Epidemiologi Sifilis
Sejak adanya penicillin, epidemiologi sifilis di Amerika Serikat dilaporkan menurun dari 66,4 kasus per 100.000 orang, menjadi 3,9 kasus per 100.000 orang. Namun, secara umum epidemiologi sifilis dilaporkan fluktuatif. [1]
Global
Insiden sifilis menurun pada sekitar tahun 1940 setelah ditemukan penicillin. Pada tahun 1990, insiden penyakit ini menurun pada banyak negara karena tata laksana penyakit menular seksual yang baik, perubahan gaya hidup, dan laporan kematian akibat AIDS. Setelah ditemukan pengobatan antiretroviral untuk HIV, insiden penyakit ini kembali meningkat dan sering ditemukan infeksi konkuren dengan HIVs. Peningkatan ini diperkirakan karena memburuknya perilaku dan gaya hidup seksual. [9,10]

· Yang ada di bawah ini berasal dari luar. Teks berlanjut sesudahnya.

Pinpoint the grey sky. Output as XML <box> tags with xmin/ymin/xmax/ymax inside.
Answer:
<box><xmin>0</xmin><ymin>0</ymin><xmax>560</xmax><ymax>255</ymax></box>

Pada negara maju dilaporkan prevalensi sifilis meningkat pada kelompok tertentu, seperti pria homoseksual, wanita transgender, dan pekerja seks. [1, 9] Data CDC tahun 2017, melaporkan distribusi kasus sifilis primer dan sekunder terjadi 52% pada pria yang berhubungan seksual dengan pria saja, 6% pada pria yang berhubungan seksual dengan pria dan wanita, dan 15% pada pria yang berhubungan seksual dengan wanita saja. Berdasarkan data dari WHO tahun 2012, didapatkan sekitar 900.000 wanita hamil terinfeksi sifilis dengan jumlah kelainan kongenital yang diakibatkan adalah 350.000 dan jumlah kematian sekitar 200.000. [10-12]
Indonesia
Di Indonesia, pada tahun 2011 prevalensi sifilis pada wanita pekerja seks yang terinfeksi HIV adalah 16,7% dan yang tidak terinfeksi HIV adalah 9,47%. Pada populasi pria yang berhubungan seksual dengan pria yang terinfeksi HIV adalah 23,8% dan yang tidak terinfeksi HIV sebesar 16,67%. [13]
Mortalitas
Pada orang dewasa, mortalitas umumnya ditemukan akibat komplikasi sifilis tersier. Sifilis kongenital hingga saat ini masih merupakan salah satu penyebab utama abortus dan kematian bayi intrauterin di dunia. Oleh karena itu, dokter juga perlu memahami cara skrining sifilis kongenital.[14]